Zero-Touch Disaster Recovery With Ansible Automation Platform
This blog and video were co-created by David La Motta (Kong), Ross McDonald (Kong) and Alex Dworjan (Red Hat).
“Anything that can go wrong will go wrong.”
To us mortals, that means we should try to prepare for the worst and hope for the best.
Disaster Recovery (DR) is crucial to every organization. Business continuity is important whether you live in an area prone to natural disasters or need to prepare for unseen events like a data center outage. But how do you ensure that the changes behind the scenes don’t impact the end user?
Red Hat Ansible Automation Platform (AAP) is the automation tool of choice for many enterprises. AAP does various tasks, such as enforcing security policies, deploying applications and provisioning resources. It’s a critical—even vital—component for most organizations.

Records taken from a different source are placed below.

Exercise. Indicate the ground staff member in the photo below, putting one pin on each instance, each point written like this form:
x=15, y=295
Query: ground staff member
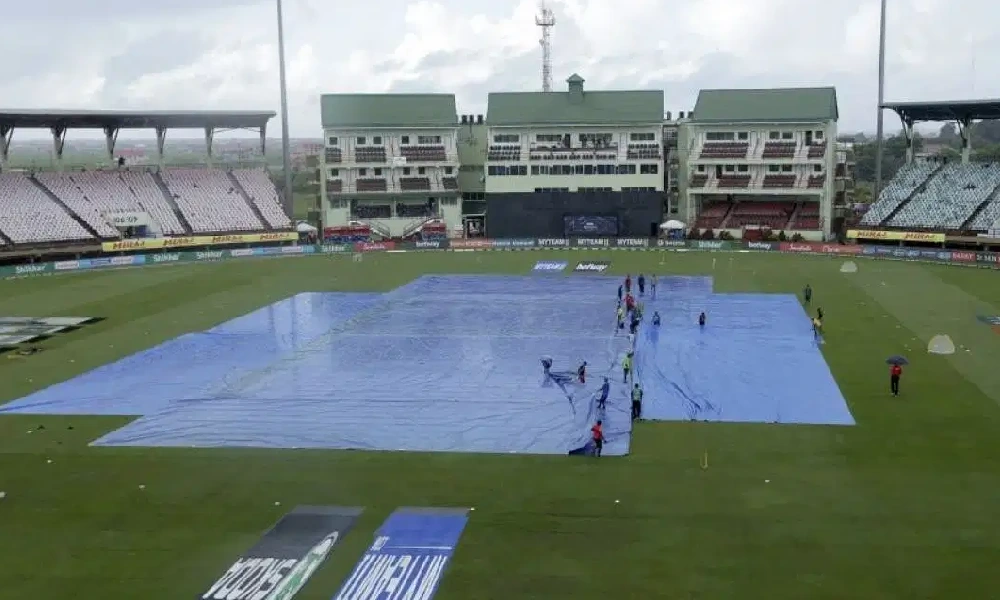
x=895, y=372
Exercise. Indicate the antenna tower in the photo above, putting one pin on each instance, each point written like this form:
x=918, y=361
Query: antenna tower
x=546, y=20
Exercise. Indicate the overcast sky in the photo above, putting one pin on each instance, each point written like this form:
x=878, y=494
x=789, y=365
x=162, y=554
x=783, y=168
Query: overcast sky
x=222, y=54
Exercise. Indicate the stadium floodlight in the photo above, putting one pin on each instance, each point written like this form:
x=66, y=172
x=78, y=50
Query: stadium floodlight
x=881, y=100
x=286, y=163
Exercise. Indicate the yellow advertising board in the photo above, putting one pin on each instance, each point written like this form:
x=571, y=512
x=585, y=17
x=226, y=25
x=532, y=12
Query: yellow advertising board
x=896, y=236
x=198, y=240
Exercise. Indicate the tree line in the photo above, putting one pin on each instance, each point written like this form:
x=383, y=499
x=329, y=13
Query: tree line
x=984, y=135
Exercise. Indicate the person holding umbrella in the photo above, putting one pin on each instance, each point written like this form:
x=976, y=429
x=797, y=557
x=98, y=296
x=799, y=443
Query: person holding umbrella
x=895, y=372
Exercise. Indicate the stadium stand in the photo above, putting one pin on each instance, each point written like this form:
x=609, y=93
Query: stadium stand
x=806, y=216
x=149, y=195
x=257, y=186
x=906, y=182
x=723, y=150
x=30, y=216
x=209, y=201
x=712, y=215
x=86, y=195
x=950, y=197
x=774, y=215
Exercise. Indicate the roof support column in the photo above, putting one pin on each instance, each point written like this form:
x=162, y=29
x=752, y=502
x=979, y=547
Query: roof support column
x=58, y=143
x=963, y=131
x=110, y=139
x=209, y=138
x=6, y=134
x=161, y=141
x=908, y=135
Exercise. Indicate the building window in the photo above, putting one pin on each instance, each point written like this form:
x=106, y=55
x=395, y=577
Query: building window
x=595, y=140
x=720, y=136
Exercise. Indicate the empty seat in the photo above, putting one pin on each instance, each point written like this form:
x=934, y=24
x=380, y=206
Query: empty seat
x=712, y=215
x=779, y=150
x=423, y=153
x=29, y=216
x=644, y=151
x=209, y=201
x=907, y=180
x=504, y=153
x=261, y=191
x=722, y=150
x=413, y=184
x=371, y=184
x=779, y=181
x=950, y=198
x=369, y=154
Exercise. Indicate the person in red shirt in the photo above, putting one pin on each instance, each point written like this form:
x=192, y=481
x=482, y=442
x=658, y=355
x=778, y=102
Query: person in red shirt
x=597, y=431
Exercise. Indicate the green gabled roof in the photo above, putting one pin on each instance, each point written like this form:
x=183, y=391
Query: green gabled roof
x=388, y=110
x=772, y=106
x=559, y=108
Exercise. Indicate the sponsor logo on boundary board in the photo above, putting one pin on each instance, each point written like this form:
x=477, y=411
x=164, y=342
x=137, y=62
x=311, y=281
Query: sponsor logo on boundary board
x=896, y=236
x=548, y=266
x=281, y=563
x=980, y=259
x=591, y=267
x=198, y=240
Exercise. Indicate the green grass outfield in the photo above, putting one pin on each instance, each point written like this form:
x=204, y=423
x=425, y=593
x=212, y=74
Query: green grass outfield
x=904, y=505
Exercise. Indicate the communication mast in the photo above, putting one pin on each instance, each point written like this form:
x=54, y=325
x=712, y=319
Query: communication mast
x=546, y=20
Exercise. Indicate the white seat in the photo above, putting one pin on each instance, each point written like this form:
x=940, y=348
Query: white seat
x=209, y=201
x=907, y=180
x=29, y=216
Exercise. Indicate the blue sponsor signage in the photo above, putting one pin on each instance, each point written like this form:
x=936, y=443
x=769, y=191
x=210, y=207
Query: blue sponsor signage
x=550, y=266
x=408, y=558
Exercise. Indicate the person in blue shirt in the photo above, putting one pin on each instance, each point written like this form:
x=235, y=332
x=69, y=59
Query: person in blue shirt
x=605, y=390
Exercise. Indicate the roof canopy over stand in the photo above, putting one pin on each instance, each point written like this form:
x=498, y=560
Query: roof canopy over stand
x=111, y=122
x=962, y=112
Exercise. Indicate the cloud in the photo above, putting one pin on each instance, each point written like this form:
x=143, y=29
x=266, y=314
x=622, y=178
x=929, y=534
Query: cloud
x=185, y=54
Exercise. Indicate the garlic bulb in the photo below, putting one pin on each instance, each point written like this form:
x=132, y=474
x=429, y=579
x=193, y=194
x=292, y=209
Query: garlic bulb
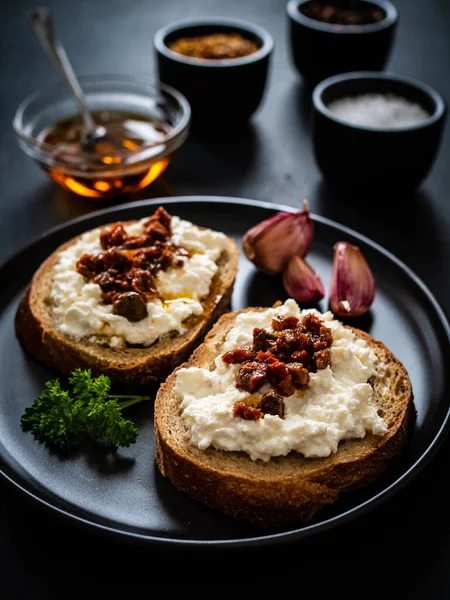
x=271, y=243
x=352, y=289
x=301, y=282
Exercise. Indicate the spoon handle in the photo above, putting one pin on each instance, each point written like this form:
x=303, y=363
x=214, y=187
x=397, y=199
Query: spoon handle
x=42, y=23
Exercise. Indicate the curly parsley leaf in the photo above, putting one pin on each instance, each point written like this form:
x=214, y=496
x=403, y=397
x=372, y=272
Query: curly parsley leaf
x=58, y=415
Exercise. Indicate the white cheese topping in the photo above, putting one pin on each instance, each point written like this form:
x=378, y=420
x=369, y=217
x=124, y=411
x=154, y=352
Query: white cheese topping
x=78, y=308
x=337, y=404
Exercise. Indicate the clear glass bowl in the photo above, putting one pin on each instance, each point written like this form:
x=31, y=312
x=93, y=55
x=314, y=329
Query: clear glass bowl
x=91, y=173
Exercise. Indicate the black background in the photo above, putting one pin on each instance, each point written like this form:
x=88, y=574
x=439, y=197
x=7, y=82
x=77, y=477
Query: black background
x=402, y=549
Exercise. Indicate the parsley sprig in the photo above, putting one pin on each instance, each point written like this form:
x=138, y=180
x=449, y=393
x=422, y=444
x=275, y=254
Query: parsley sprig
x=58, y=415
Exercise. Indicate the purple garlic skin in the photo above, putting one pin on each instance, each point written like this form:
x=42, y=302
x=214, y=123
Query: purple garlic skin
x=301, y=282
x=271, y=243
x=352, y=289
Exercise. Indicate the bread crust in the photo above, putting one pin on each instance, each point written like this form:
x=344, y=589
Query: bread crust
x=35, y=329
x=286, y=490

In this post and the video below, we’ll discuss leveraging a combination of Kong Gateway and Kong Mesh to maintain business continuity for the Ansible Automation Platform. AAP can stand up a replica of one or more AAP production clusters in the event of a disaster. However, you might have Service Level Agreements to maintain or regulatory compliance requirements to meet that demand for an always-on DR AAP cluster. Whatever the case might be, this exercise expects at least one DR AAP cluster to be active. It can be active all the time or provisioned on the fly—the choice is yours, based on your needs.

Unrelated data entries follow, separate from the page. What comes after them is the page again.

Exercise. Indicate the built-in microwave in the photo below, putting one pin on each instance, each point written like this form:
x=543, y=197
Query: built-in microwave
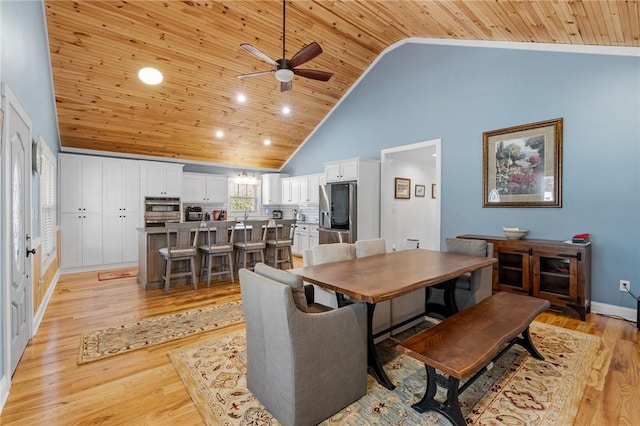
x=160, y=210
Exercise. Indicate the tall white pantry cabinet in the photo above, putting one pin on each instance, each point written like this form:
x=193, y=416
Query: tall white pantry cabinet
x=121, y=213
x=100, y=209
x=80, y=211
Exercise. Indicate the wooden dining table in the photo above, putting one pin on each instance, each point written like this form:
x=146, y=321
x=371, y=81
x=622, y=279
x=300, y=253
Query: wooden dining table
x=386, y=276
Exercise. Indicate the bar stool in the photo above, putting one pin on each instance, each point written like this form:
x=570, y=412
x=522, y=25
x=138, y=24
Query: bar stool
x=183, y=250
x=219, y=245
x=253, y=243
x=283, y=240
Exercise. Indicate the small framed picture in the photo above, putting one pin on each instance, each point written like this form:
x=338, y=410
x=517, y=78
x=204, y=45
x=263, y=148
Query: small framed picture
x=403, y=188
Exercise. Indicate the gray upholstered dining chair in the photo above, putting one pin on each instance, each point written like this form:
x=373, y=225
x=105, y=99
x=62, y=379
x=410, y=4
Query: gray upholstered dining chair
x=327, y=253
x=370, y=247
x=182, y=239
x=218, y=246
x=282, y=242
x=472, y=287
x=253, y=242
x=302, y=367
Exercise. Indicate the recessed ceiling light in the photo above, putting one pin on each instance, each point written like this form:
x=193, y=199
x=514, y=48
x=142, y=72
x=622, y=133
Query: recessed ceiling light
x=150, y=76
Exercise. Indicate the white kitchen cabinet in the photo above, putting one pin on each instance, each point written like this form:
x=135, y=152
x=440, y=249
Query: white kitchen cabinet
x=314, y=188
x=121, y=211
x=300, y=239
x=120, y=237
x=80, y=211
x=314, y=239
x=161, y=179
x=309, y=188
x=301, y=189
x=80, y=184
x=121, y=186
x=81, y=239
x=340, y=171
x=272, y=188
x=204, y=188
x=291, y=190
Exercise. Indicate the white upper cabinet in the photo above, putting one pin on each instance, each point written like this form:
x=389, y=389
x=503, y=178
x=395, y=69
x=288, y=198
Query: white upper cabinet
x=80, y=184
x=121, y=186
x=272, y=188
x=338, y=171
x=301, y=189
x=161, y=179
x=203, y=188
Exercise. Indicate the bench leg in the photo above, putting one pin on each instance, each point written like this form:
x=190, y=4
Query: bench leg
x=526, y=342
x=450, y=409
x=373, y=362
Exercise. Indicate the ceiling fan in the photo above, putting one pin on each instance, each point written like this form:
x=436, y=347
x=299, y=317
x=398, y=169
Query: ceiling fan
x=285, y=69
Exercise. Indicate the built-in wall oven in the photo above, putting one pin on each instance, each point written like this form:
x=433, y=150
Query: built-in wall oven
x=159, y=210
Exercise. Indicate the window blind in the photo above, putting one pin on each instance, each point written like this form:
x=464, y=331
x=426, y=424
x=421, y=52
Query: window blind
x=48, y=180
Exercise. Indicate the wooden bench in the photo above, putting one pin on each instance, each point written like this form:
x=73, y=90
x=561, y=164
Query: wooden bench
x=467, y=342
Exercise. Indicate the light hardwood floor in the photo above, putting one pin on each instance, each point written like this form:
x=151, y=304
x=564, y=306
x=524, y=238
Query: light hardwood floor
x=142, y=387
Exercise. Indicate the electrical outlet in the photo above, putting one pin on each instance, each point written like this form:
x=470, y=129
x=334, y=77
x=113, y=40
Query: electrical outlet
x=624, y=283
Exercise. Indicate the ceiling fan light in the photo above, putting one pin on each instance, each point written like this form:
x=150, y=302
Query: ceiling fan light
x=284, y=75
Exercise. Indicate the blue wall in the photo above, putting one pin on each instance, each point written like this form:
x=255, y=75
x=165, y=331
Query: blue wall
x=26, y=70
x=25, y=67
x=420, y=92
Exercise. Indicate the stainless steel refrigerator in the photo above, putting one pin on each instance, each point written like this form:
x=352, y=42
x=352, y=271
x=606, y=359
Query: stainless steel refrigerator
x=338, y=213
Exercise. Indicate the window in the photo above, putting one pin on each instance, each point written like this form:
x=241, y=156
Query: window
x=243, y=197
x=48, y=179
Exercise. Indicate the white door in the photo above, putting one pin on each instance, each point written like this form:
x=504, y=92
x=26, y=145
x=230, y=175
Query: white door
x=18, y=200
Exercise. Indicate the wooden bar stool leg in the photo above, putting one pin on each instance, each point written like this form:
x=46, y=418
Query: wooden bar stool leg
x=194, y=278
x=231, y=268
x=167, y=275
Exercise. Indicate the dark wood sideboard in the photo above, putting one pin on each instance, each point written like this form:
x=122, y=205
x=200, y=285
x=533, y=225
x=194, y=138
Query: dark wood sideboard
x=548, y=269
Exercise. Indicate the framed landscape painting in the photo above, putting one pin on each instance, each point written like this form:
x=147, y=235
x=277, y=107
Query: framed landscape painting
x=402, y=188
x=522, y=165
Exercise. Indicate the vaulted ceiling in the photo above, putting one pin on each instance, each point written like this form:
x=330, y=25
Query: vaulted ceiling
x=97, y=48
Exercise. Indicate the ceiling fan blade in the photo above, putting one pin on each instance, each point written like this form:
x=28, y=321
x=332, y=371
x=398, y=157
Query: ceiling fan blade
x=258, y=54
x=314, y=74
x=254, y=74
x=285, y=85
x=305, y=54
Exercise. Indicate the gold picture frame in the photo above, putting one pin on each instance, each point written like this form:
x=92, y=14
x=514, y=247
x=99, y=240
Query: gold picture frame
x=402, y=188
x=522, y=165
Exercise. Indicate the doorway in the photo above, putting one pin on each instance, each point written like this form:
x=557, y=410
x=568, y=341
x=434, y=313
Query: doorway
x=407, y=223
x=16, y=199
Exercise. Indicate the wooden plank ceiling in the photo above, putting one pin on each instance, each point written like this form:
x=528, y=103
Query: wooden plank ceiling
x=97, y=48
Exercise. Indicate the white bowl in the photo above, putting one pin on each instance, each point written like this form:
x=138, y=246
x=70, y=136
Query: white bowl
x=514, y=233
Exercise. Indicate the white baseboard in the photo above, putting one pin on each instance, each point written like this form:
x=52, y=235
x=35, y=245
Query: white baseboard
x=629, y=314
x=45, y=303
x=5, y=384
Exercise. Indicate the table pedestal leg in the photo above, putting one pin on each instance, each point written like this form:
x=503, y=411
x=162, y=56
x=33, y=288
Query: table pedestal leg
x=373, y=362
x=450, y=306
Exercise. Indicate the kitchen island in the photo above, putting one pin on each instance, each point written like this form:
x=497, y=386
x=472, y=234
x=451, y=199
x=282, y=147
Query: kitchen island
x=151, y=240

The Challenge: Load Balancing
The figure below shows a 10,000-foot overview of the scenario used in this post. Imagine a user-facing application, which leverages AAP APIs to invoke a CLI-based legacy application. Ansible Automation Program clusters should—at least—sit behind a load balancer, so that our user-facing application is oblivious to where API requests are served from. If the load balancer detects the production site is down, incoming requests are routed to the DR site.
For this exercise, our user-facing application is a Python script that grabs notable quotes from the Internet and translates them into Pig Latin. It displays both the original and the translations on the screen in a never-ending loop.
We have named that application the Famous Quote Translate App. The actual translator (i.e., our legacy application) is a Perl program that we can only access via a CLI, so you have to SSH into the machine where it exists to run it. We have two AAP mirror clusters, production and DR, with a playbook that invokes the actual translation. While leveraging our custom Python app to showcase this AAP DR scenario, we could replace that layer with an ITSM, such as ServiceNow or any other application that leverages AAP’s REST APIs.
While there is technically nothing wrong with leveraging a traditional load balancer to route requests between two sites, it is pretty vanilla. A legacy load balancer does not pack the same punch as a modern, cloud native API gateway and service mesh combination. Sure, you could cluster those legacy load balancers, but complexity and cost will increase as a result while remaining bland.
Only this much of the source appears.